Other paradoxes can be seen in applying authenticity to the pathological mind. In a certain way, a psychopath can never be authentic, even though their psychopathy might be exactly their special identity. To be sure, the psychopath is invariably manipulative, just as the person with anxiety disorder is invariably self-protective. Each are, authentically like that. If they hide their real selves in an attempt to be socially acceptable, then they are considered inauthentic, even though we would all respect the effort.
On the altruistic side of the coin, if a person consciously chooses to serve others needs, they are authentic servants. Yet if they unthinkingly take on the values of their upbringing to serve others they are, by definition, inauthentic servants. If the latter person is happy, they are still inauthentic, although their happiness is authentic. If the former person is happy, it is a sign of their authenticity.
It might also be noted that our special array of talents etc, are not so much different from everyone else’s, just as all fingerprints are recognisable as fingerprints. And, indeed, there may only be a small range of values that contribute to authenticity such that all humans host them in one way or the other, and as such, their expression may look very close to living by others expectations becasue we might be authentically living within and around each others expectations So I find myself sitting in this strange web of paradoxes, on the one hand, entirely clear about Authenticity, and on the other, entirely convinced that it we do not have a thing that is “US” that is stable, whole, in integrity, ie authentically me.
In the Baha’i Faith, there is not this issue of an authentic self.
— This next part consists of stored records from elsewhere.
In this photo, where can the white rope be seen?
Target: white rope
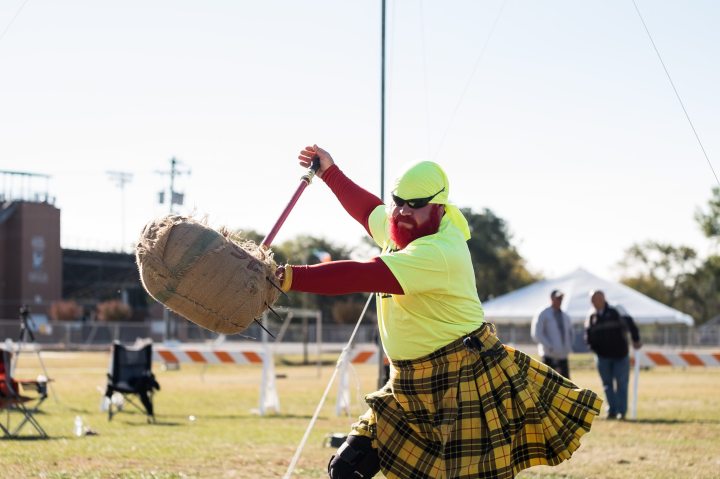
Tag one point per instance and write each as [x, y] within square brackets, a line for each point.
[469, 80]
[677, 94]
[344, 353]
[12, 20]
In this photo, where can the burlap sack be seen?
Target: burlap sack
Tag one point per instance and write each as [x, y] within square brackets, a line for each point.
[204, 275]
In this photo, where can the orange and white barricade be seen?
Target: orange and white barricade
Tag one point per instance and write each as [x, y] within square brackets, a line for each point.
[176, 354]
[674, 358]
[170, 355]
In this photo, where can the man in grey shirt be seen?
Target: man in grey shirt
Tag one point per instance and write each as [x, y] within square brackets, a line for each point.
[553, 332]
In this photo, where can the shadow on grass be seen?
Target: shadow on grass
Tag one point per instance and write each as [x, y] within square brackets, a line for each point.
[243, 416]
[28, 438]
[673, 421]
There is an aspiration that each person shall become independent in thought and spirituality and the resources for life. There is acknowledgement that there are processes of education in the family and as a life-long endeavour, that this independence will flourish, that the independent person comes from the interdependence with others. For sure, there is “YOU” as an authentic Baha’i who lives as a calling for impact of others. And that Baha’i “YOU” is impactful as open to engaging with all the diversity of the human planet, learning from that diversity and teaching into that diversity, and learning as the response from teaching into that diversity. It has been useful, as a Baha’i to enquire into the authentic “ME” and use tools to check for the signs of authenticity and inauthenticity, on a path to independence and interdependence. That Baha’i path reaches out and catches the hands of everyone, testing what it means to be a Baha’i, to be human, to be in unity. Here, on this path, the “ME” wobbles around among the others, as it goes off on its very unique route, and, so, I can only reckon that this wobbly path is authentic while every individual responses and reactions is awash with authentic and inauthentic drivers. And it is only in acknowledging that there is no authenticity, that I might be indeed, authentic.